笔趣阁 - 玄幻小说 - 穿越碧血剑的我拥有乔峰天赋在线阅读 - 第33章 神功碰撞

第33章 神功碰撞

    木桑道人双目精光一闪:“你小心了!”语音方落,猱身欺进,右爪前探,劲风凌厉生啸。

    木桑道人威名甚大,功力不凡,更是出手迅快,疾如闪电。

    云伯天右手抖出,抓他手腕,木桑左腕轻缩,右手已抢先一掌拍了过去。

    这一招既刁且狠,但云伯天抓木桑腕脉的右手,原是半伸,突然间五指伸直,易抓为掌,也是快速绝伦。

    两人适才简单过手,涉及到内力、武功,均知对方了得,乃是劲敌,都不敢轻慢。

    这一下相距咫尺,又变招均快,双掌立时接实,只听蓬的一声巨响,

    青青与圆圆两人躲进船舱观看,都觉一股劲风奔涌直来,吹的衣发四起。

    云伯天与木桑各自受到掌力震荡,向后退了一步。

    木桑见他功力深、武功高固然难得,应变竟也如此迅捷,心下暗赞,身子不动,已经使出“攀云乘龙”的轻功,跃起丈余,半空打了一个旋身,疾扑而下,一掌护身,一掌下击。

    云伯天见他身法真好似神龙出云,心下暗喜,纵身而起,双掌疾迎过去。

    两人悬空之时各自抢攻,一个三拳,那个四掌,换了几招,在空中旋身落地。

    木桑双目精光一闪,叫道:“好轻功!”脚踩奇步,捷如鬼魅般,绕着云伯天连攻六招,

    云伯天叫道“好身法!”滴溜溜转了一圈,拳脚齐施,将来招一齐封架开去。

    两人交手虽不为利,却事关本派的名与人心中之气。

    老的对伯天冒名行事之举本来愤怒至极,倘若他是滥杀无行的歹人早就下手诛杀了。

    可见他对锦衣卫都手下留情,对两女也不欺辱,心中怒气虽平,可多少有些怨气。

    少的却是傲气。

    云伯天出山以来,一直想会高手,袁承志本为最佳人选,奈何小子不接招,遇上木桑,刚好试手,所以两人都是全力施为。

    陈圆圆与温青青两女就见两人乍分即合,掌风足影,急如骤雨,这场罕见争斗,别说见,想也不敢想。

    木桑道人双掌开合,劲力沉厚,身法更是惊人,整个人化为一阵狂风,绕着云伯天盘旋冲击,漫天掌影,将其身形罩住。

    陈温两女固然是眼花缭乱,疑神屏息。

    伯天也是神情微震,这老道身法之矫健,脚步之飘忽,压根儿不像是一个上了年岁的老头,一双亮目一瞬不瞬地瞧着对方身影。

    右手护胸,凝而不发,只凭左手屈伸,忽左忽右,时前时后,有时舒缓,蓄势不发,有时却如惊雷掣电,快得看不清影子。

    但每次都在木桑道人拳掌未到之时,将之封在外围,眨眼之间,两人已经过了二十招。

    木桑道人忽地高声叫道:“这是‘先天罗汉十八手’?”

    云伯天应声一凛,说道:“道长真是见多识广,在下佩服!”

    他一路武功的确是“先天罗汉十八手”。

    昔日崆峒派创派祖师曾于少林寺习武,后来在崆峒山出家为道,而后又有前辈高手吸纳了佛、道、儒三大宗教文化的精髓,创出这路武功。

    所谓先天引自《易经》中‘先天而天弗违,后天而奉天时。
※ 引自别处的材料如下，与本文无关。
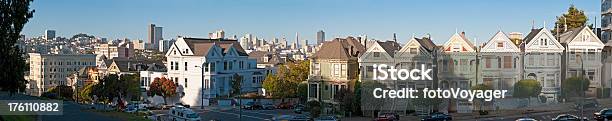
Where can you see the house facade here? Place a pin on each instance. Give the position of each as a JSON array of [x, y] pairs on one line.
[[457, 63], [203, 69], [500, 62], [542, 62], [332, 67], [583, 57]]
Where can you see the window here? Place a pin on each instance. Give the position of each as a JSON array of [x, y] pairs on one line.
[[487, 63], [206, 67], [312, 91], [413, 50], [171, 65], [336, 70], [224, 65], [507, 62], [213, 66]]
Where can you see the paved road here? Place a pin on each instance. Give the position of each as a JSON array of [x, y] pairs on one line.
[[547, 115], [247, 115], [72, 111]]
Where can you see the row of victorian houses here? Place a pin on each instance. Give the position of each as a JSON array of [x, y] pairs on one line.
[[459, 63]]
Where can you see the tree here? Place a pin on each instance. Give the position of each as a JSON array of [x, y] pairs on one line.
[[527, 88], [573, 18], [481, 101], [236, 85], [162, 87], [14, 14], [574, 86], [131, 90], [85, 93], [60, 92]]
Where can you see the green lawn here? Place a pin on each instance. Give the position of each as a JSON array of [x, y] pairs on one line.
[[121, 115]]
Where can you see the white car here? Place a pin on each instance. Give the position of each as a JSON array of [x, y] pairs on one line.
[[180, 113]]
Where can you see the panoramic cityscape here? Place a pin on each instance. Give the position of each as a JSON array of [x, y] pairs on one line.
[[305, 60]]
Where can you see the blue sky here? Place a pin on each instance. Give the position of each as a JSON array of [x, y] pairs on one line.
[[267, 19]]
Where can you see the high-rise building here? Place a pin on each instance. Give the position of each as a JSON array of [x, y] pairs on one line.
[[164, 45], [219, 34], [49, 34], [320, 37], [154, 35], [606, 20]]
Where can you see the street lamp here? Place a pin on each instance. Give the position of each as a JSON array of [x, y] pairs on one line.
[[202, 86]]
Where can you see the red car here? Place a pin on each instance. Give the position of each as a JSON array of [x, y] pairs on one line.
[[387, 117], [284, 105]]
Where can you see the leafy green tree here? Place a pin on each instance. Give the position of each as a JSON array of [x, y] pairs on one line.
[[60, 92], [481, 101], [574, 87], [236, 85], [303, 92], [85, 93], [527, 88], [162, 87], [14, 14], [573, 18]]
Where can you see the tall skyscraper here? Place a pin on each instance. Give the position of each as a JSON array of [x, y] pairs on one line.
[[606, 20], [49, 34], [320, 37], [219, 34], [154, 35]]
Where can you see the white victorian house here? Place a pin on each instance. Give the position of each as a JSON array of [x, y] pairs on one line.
[[542, 62], [458, 69], [500, 63], [203, 69], [583, 57]]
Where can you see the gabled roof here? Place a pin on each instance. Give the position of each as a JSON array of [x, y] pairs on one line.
[[390, 47], [201, 46], [126, 65], [426, 43], [340, 49], [531, 35], [508, 45]]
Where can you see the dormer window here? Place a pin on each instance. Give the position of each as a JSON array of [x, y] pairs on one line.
[[413, 50], [585, 37]]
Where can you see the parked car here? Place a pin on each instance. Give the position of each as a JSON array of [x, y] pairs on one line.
[[603, 114], [327, 118], [525, 119], [284, 105], [252, 106], [569, 117], [180, 113], [291, 118], [586, 103], [268, 106], [386, 117], [437, 116], [299, 109]]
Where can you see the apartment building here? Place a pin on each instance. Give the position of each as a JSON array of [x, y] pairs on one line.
[[500, 62], [542, 61], [203, 69], [332, 67], [50, 70], [583, 57]]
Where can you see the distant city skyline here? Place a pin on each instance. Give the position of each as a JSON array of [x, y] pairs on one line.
[[117, 19]]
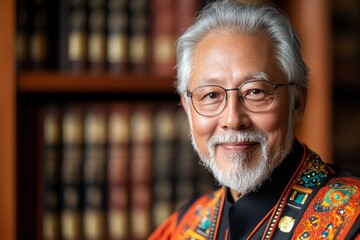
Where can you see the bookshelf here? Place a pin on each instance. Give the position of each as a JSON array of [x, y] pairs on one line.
[[7, 123], [23, 93]]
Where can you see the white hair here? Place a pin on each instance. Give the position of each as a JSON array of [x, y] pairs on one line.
[[237, 17]]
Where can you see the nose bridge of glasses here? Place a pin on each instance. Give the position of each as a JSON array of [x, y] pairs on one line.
[[238, 93]]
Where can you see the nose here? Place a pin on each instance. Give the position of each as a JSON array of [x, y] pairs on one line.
[[234, 116]]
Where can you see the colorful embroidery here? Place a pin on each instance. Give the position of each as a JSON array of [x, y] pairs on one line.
[[200, 222], [314, 172], [332, 210]]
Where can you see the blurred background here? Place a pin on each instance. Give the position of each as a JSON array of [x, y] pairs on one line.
[[91, 134]]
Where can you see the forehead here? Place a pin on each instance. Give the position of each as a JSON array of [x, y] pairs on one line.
[[232, 58]]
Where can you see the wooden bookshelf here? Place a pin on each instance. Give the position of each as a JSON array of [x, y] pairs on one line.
[[7, 122], [13, 85], [46, 81]]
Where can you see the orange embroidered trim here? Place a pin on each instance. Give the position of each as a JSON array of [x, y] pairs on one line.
[[201, 220], [332, 211]]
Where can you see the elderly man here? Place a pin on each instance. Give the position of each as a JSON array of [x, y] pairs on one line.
[[243, 84]]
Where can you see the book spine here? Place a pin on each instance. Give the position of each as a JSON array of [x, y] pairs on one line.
[[52, 163], [22, 34], [118, 35], [118, 171], [97, 35], [163, 37], [139, 41], [94, 169], [71, 173], [141, 157], [163, 164], [39, 35], [77, 35], [186, 11]]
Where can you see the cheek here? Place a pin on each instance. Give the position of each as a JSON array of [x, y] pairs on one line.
[[203, 128], [275, 125]]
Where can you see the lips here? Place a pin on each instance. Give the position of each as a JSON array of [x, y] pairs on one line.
[[238, 146]]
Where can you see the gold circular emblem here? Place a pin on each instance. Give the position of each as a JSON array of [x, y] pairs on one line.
[[286, 223]]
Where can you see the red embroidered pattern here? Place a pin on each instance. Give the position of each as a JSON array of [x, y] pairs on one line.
[[332, 211]]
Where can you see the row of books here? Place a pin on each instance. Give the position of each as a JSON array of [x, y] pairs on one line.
[[116, 171], [98, 35]]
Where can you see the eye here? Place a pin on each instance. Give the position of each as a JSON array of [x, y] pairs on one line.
[[254, 94], [209, 94], [212, 95]]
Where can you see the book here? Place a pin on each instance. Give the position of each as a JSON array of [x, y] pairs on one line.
[[163, 36], [22, 34], [141, 157], [95, 172], [139, 38], [39, 35], [118, 171], [52, 139], [97, 35], [118, 35], [71, 172], [186, 11], [163, 163], [76, 33]]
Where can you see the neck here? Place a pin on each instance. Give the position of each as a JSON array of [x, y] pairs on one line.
[[235, 195]]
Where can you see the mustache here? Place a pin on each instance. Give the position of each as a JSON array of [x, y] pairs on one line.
[[237, 136]]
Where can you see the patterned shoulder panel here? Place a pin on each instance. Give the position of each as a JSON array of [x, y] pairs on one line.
[[201, 219], [332, 212]]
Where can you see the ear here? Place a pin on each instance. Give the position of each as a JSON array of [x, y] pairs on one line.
[[184, 104], [299, 107]]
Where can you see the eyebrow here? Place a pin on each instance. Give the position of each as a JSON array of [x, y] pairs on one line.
[[260, 76], [253, 76]]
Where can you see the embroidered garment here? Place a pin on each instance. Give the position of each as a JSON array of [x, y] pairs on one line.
[[304, 199]]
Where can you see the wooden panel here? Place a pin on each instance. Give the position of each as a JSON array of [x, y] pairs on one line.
[[312, 22], [7, 123]]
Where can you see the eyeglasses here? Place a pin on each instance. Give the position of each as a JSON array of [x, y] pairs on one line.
[[255, 96]]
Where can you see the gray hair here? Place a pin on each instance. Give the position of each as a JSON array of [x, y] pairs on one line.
[[231, 15]]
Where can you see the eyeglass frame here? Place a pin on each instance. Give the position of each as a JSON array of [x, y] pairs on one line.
[[275, 86]]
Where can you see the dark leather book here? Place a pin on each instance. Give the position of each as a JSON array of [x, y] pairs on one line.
[[118, 36], [118, 175]]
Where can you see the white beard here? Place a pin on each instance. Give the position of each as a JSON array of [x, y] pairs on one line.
[[238, 175]]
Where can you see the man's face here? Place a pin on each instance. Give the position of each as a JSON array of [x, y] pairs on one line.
[[228, 60]]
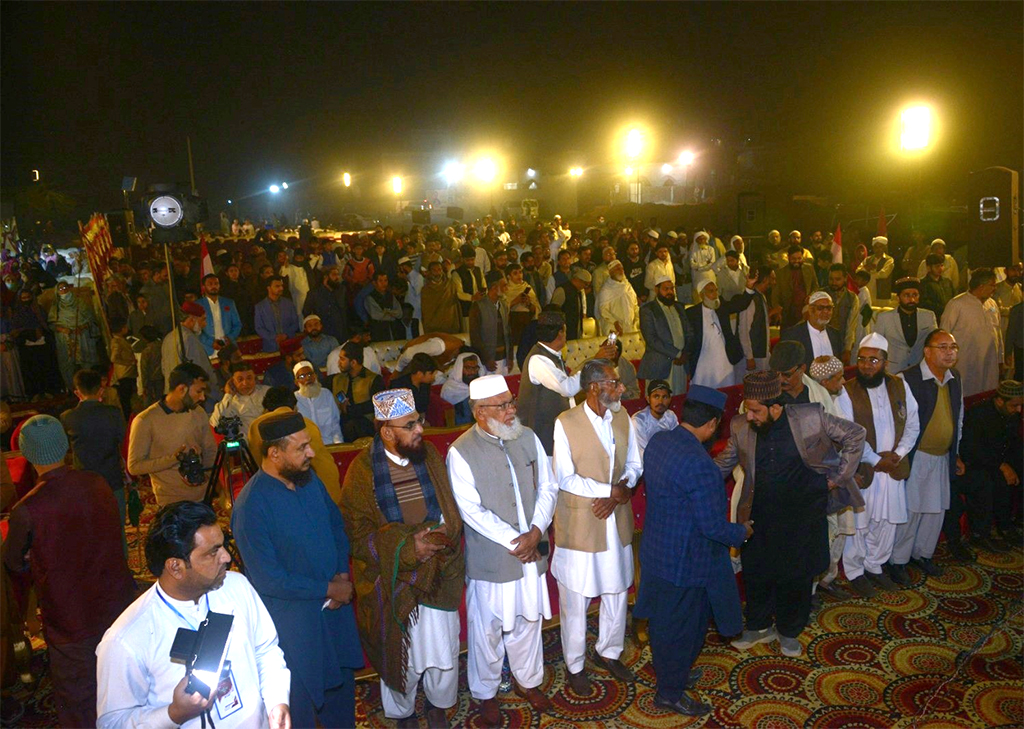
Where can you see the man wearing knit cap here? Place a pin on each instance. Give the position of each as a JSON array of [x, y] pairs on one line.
[[936, 385], [880, 267], [506, 491], [571, 299], [293, 541], [687, 575], [316, 402], [885, 405], [787, 359], [192, 319], [991, 453], [167, 429], [657, 416], [799, 464], [67, 530], [597, 465], [403, 524], [814, 333], [906, 327]]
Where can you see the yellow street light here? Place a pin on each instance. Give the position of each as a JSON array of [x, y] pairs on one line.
[[914, 128], [485, 169]]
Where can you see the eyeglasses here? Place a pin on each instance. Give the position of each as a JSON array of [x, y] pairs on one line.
[[504, 406], [412, 425]]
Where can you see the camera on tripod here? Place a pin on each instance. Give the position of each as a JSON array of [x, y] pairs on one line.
[[190, 467], [229, 427]]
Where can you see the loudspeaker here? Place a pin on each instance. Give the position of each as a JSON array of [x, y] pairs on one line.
[[122, 225], [992, 214]]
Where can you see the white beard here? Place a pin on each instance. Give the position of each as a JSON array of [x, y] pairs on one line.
[[505, 432], [310, 391]]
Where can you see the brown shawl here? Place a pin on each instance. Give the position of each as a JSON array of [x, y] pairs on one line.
[[390, 584]]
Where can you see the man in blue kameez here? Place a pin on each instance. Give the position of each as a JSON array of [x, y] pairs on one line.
[[293, 542]]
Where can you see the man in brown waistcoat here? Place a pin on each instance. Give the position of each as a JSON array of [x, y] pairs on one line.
[[597, 463], [506, 494]]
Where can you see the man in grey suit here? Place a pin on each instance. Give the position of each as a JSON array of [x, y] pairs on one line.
[[906, 327], [666, 330]]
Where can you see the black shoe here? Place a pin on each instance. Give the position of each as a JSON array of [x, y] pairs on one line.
[[899, 574], [863, 587], [958, 552], [685, 705], [883, 582], [929, 567], [987, 544]]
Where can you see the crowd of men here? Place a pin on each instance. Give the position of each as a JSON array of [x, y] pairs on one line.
[[865, 473]]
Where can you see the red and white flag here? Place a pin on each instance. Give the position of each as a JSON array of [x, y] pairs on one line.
[[207, 263]]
’天,就是自然,所谓‘先天’,是对方行动中还没有出现破绽,或者推算对手破绽,料敌虚实,一发即中,端的厉害无比。

    木桑道人叫道:“你小子只凭十八罗汉手就足以独步江湖,何必去练什么七伤拳?”

    要知道七伤拳真正是有强壮脏腑经脉之用,但前辈在拳谱中淳淳告诫,若非内功练到气走诸xue、收发自如的境界,万万不可练此拳术。

    崆峒派历代传人,内功不够,定力不足,心喜拳法威力巨大,这才将自己练伤,给了好多人一种错误认知。

    云伯天胎里带伤,当本门“上清气功”有成之后,仍未修习,直到他将无相神功练至第七重之后,内劲到了气走诸xue,绵绵流转,全无阻滞之境界,这才开始习练七伤拳。

    而他练拳之后,对自己身体反而有益,随着造诣越高,劲力收发自如,身子咳嗽越来越少。假以时日,无相神功练到至高层次,七伤拳功劲自然水涨船高,病根未必不能不药而愈!

    只是这些事关本门绝学之奥义,云伯天不会去跟外人解释罢了。

    云伯天说道:“道长好意,在下心领,不过你这轻功让人叹为观止,是‘百变神行’吗?”

    木桑笑道:“这叫神行百变!”

    要知木桑道人轻功与暗器之术天下独步,适才所用轻功,正是“神行百变”。

    这套“神行百变”变化奥妙,须以更深内功作为根底,多年前,木桑曾在华山传授了袁承志暗器轻功,却没教他这套绝学。

    只因那时的他年纪小,功力浅,武学修为还不够。

    此刻木桑亲自施展,当真精微奥妙之极,

    若非云伯天的“先天罗汉十八手”善于捕捉破绽,能依敌招来势,或迎或拒,或消或解,早就中招受到损伤了。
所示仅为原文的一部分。